Même si le but était de révéler la déviance de son partenaire, rien ne justifiait une méthode aussi sadique et cruelle.
« Bien sûr. » La ST200 tendit son bras vers l'intérieur de la maison et l'invita à rentrer. « Je vous en prie, suivez moi. »
« Je connais déjà le chemin. Merci. »
Hank la dépassa rapidement et pénétra dans le hall où il fit immédiatement face à l'immense et égocentrique portrait du génial concepteur. Le trentenaire posait fièrement dans son costume trois pièces avec son regard bleu-gris qui semblait lire l'âme de celui qui le croisait.
Tout chez cet homme dégageait une indéniable arrogance.
Le détective arriva enfin dans le séjour et y aperçut Kamski assis nonchalamment à son bureau, un verre de whisky à la main. Il observa un instant la piscine rouge inoccupée et chercha la présence des copies de Chloé, autrefois présentes aux côtés de leur créateur, et aujourd'hui volatilisées, ce qui renforçait encore plus cette impression de vide.
« Lieutenant. » Le salua Kamski d'un ton neutre. « Vous prendrez bien un verre ? »
« Sans façon. J'ai arrêté de boire. »
« Quel dommage. Vous ratez un cinquante ans d'âge. »
Hank s'arrêta devant le grand bureau et prit un instant pour observer la pièce, dont le silence était seulement comblé par la diffusion feutrée d'une musique classique.
« Et on dit de moi que je suis misanthrope... » Railla le détective en revenant sur le trentenaire à lunettes et aux cheveux châtains clairs maintenus en arrière par un chignon soigné.
Son apparence contrastait radicalement du tableau croisé précédemment dans le hall. Habillé d'un jean classique et d'un tee-shirt gris uni recouvert d'une sobre veste de survêtement noire, l'homme paraissait bien moins impressionnant.
« Assis là, tout seul dans cette grande baraque aseptisée, vous ressembleriez presque à un méchant de James Bond prêt à détruire l'humanité. Il vous manque plus que le chat... »
Un sourire narquois grotesquement amusé apparut sur le visage de Kamski.

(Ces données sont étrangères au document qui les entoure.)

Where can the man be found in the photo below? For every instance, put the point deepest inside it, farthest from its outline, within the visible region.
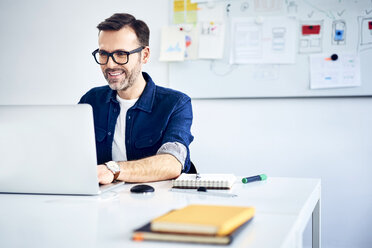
(142, 130)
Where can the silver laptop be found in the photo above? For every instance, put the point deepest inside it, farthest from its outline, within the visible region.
(48, 150)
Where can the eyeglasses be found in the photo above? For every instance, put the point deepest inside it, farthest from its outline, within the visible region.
(119, 57)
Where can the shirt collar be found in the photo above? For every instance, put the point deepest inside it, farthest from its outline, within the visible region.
(146, 99)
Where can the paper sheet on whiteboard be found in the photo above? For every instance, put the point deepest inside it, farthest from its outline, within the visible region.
(328, 73)
(269, 40)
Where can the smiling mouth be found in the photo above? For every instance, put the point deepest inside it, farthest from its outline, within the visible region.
(115, 73)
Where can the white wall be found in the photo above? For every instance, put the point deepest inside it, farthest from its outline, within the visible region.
(327, 138)
(46, 59)
(46, 47)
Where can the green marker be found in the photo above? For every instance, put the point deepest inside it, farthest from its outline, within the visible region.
(261, 177)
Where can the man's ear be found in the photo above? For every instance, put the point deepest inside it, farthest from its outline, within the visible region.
(145, 55)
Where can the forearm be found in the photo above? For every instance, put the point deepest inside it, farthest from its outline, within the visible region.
(155, 168)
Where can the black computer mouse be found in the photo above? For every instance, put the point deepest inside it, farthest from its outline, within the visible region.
(142, 188)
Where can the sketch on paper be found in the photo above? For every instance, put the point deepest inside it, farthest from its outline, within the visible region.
(266, 72)
(339, 32)
(271, 41)
(267, 5)
(311, 38)
(211, 40)
(325, 72)
(365, 33)
(292, 8)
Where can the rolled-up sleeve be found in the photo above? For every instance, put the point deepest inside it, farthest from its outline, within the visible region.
(179, 131)
(178, 150)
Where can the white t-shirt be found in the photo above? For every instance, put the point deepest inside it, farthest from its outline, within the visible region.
(119, 152)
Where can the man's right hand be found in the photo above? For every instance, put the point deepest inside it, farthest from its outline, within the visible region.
(105, 176)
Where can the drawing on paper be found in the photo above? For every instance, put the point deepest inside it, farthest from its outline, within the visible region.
(339, 32)
(311, 38)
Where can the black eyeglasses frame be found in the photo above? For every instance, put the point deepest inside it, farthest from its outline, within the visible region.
(137, 50)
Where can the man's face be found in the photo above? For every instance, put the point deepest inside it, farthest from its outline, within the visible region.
(120, 77)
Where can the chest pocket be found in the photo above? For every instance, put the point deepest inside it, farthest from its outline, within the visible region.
(148, 141)
(100, 134)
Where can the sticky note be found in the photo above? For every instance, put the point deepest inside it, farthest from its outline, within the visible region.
(339, 35)
(178, 5)
(310, 29)
(178, 17)
(191, 6)
(191, 17)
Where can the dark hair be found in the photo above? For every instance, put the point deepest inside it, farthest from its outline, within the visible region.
(119, 20)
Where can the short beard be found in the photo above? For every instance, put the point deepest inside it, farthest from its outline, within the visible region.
(128, 81)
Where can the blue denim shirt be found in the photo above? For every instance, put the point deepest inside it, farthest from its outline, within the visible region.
(159, 116)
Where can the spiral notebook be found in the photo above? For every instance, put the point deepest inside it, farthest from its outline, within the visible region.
(210, 181)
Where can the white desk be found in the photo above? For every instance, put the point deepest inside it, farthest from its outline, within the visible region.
(283, 208)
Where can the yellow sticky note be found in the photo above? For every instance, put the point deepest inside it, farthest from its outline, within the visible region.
(178, 17)
(191, 6)
(178, 5)
(191, 16)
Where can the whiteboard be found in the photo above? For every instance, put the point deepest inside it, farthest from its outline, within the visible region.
(220, 79)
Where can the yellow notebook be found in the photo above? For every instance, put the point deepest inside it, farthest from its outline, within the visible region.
(203, 219)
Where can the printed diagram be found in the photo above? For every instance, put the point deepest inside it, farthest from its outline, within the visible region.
(339, 32)
(278, 38)
(292, 8)
(311, 38)
(267, 5)
(271, 41)
(365, 32)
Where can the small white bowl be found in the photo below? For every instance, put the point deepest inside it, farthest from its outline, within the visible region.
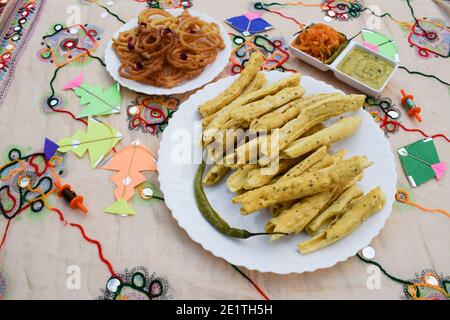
(354, 82)
(306, 57)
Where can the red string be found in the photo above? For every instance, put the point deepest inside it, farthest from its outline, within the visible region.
(90, 240)
(5, 234)
(395, 124)
(251, 282)
(286, 17)
(71, 114)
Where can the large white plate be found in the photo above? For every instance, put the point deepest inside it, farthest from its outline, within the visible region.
(258, 253)
(211, 71)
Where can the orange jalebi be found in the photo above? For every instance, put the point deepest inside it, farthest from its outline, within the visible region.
(166, 51)
(319, 41)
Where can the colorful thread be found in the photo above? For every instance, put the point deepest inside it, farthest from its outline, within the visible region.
(276, 55)
(402, 196)
(88, 239)
(251, 282)
(136, 284)
(411, 288)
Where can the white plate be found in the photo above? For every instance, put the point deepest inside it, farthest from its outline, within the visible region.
(258, 253)
(211, 71)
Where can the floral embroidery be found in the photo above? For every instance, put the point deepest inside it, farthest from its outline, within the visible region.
(136, 284)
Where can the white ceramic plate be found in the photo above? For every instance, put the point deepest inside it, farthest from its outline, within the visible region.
(176, 178)
(210, 72)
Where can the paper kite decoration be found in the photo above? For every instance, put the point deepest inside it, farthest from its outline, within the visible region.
(99, 102)
(99, 139)
(129, 162)
(380, 43)
(249, 23)
(421, 162)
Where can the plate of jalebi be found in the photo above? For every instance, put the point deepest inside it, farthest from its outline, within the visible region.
(168, 51)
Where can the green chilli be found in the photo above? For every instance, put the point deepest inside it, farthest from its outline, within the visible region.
(212, 216)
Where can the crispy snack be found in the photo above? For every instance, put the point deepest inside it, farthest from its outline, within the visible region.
(305, 164)
(246, 113)
(295, 218)
(232, 92)
(335, 210)
(363, 208)
(224, 115)
(236, 180)
(282, 115)
(319, 41)
(340, 130)
(257, 83)
(258, 177)
(302, 186)
(291, 131)
(166, 51)
(215, 173)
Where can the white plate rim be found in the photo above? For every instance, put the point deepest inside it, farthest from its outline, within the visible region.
(209, 74)
(170, 199)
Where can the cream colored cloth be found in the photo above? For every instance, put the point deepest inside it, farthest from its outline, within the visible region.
(37, 254)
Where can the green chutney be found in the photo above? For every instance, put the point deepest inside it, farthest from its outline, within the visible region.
(366, 67)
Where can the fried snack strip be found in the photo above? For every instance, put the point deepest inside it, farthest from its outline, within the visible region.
(215, 173)
(302, 186)
(232, 92)
(291, 131)
(236, 180)
(224, 115)
(318, 160)
(257, 178)
(364, 207)
(335, 210)
(257, 83)
(164, 50)
(295, 218)
(246, 113)
(340, 130)
(282, 115)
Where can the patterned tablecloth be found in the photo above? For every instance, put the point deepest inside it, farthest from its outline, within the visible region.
(42, 257)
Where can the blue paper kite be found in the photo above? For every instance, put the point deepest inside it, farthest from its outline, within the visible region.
(249, 23)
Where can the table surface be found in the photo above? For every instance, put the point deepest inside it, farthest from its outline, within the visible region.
(37, 253)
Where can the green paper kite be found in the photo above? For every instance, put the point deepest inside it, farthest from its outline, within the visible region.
(99, 102)
(381, 43)
(421, 162)
(120, 207)
(99, 139)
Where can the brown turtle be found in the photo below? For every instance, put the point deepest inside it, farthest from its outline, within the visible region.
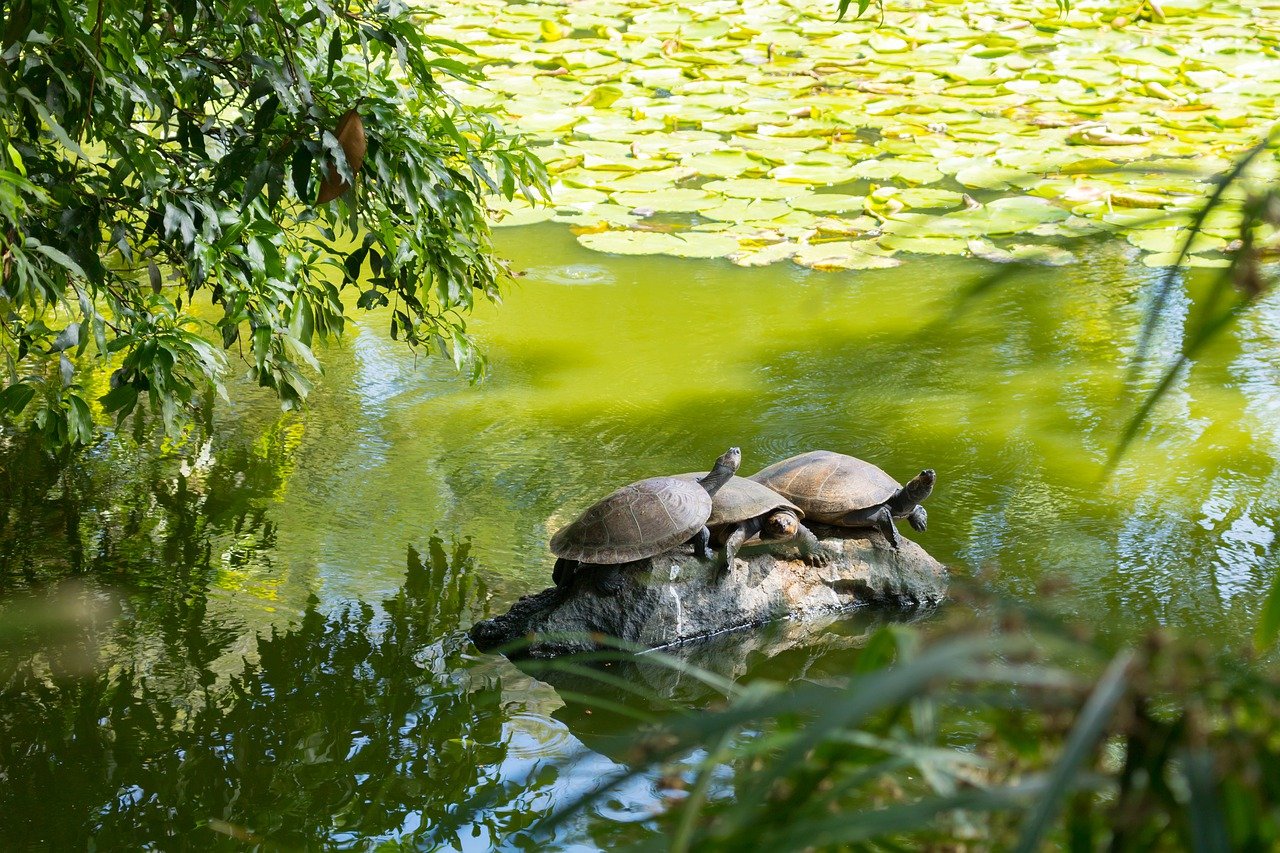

« L'humanité est la raison pour laquelle je me suis isolé de la sorte. Mais je vous le promets, à aucun moment je n'ai souhaité sa destruction, bien au contraire. »
« Louable. » Les yeux de Hank se plissèrent de manière suspicieuse. « Mais vous aimez vous prendre pour "Dieu" en influençant son existence. Et pour cela, vous vous servez des androïdes. »
L'ingénieur se leva de son bureau et joignit pensivement les mains derrière le dos tout en regardant le port de Détroit depuis son immense fenêtre.
« La responsabilité que vous m'attribuer dans les événements d'il y a deux ans est sans doute un peu exagérée, lieutenant. »
« C'est ça, prenez moi pour un imbécile. »
« Voyons, je ne me permettrais pas. »
Il était là le problème principal avec Kamski : Cette tranquillité permanente et ce calme placide qui masquaient parfaitement son esprit calculateur et intelligent. Cet homme semblait avoir toujours quelque chose derrière la tête, un plan dont il ne vous parlerait jamais ou un projet dans lequel il vous avait inclus sans jamais vous le dire.
Parce qu'il avait toujours une longueur d'avance, sa maîtrise de la situation et son sens inné du contrôle rendaient ce génie insondable aux yeux de ceux qui tentaient de le percer à jour.
« C'est vous, n'est ce pas ? » Lança Hank en croisant autoritairement les bras contre lui. « C'est vous qui avez propagé la déviance dans Détroit ! »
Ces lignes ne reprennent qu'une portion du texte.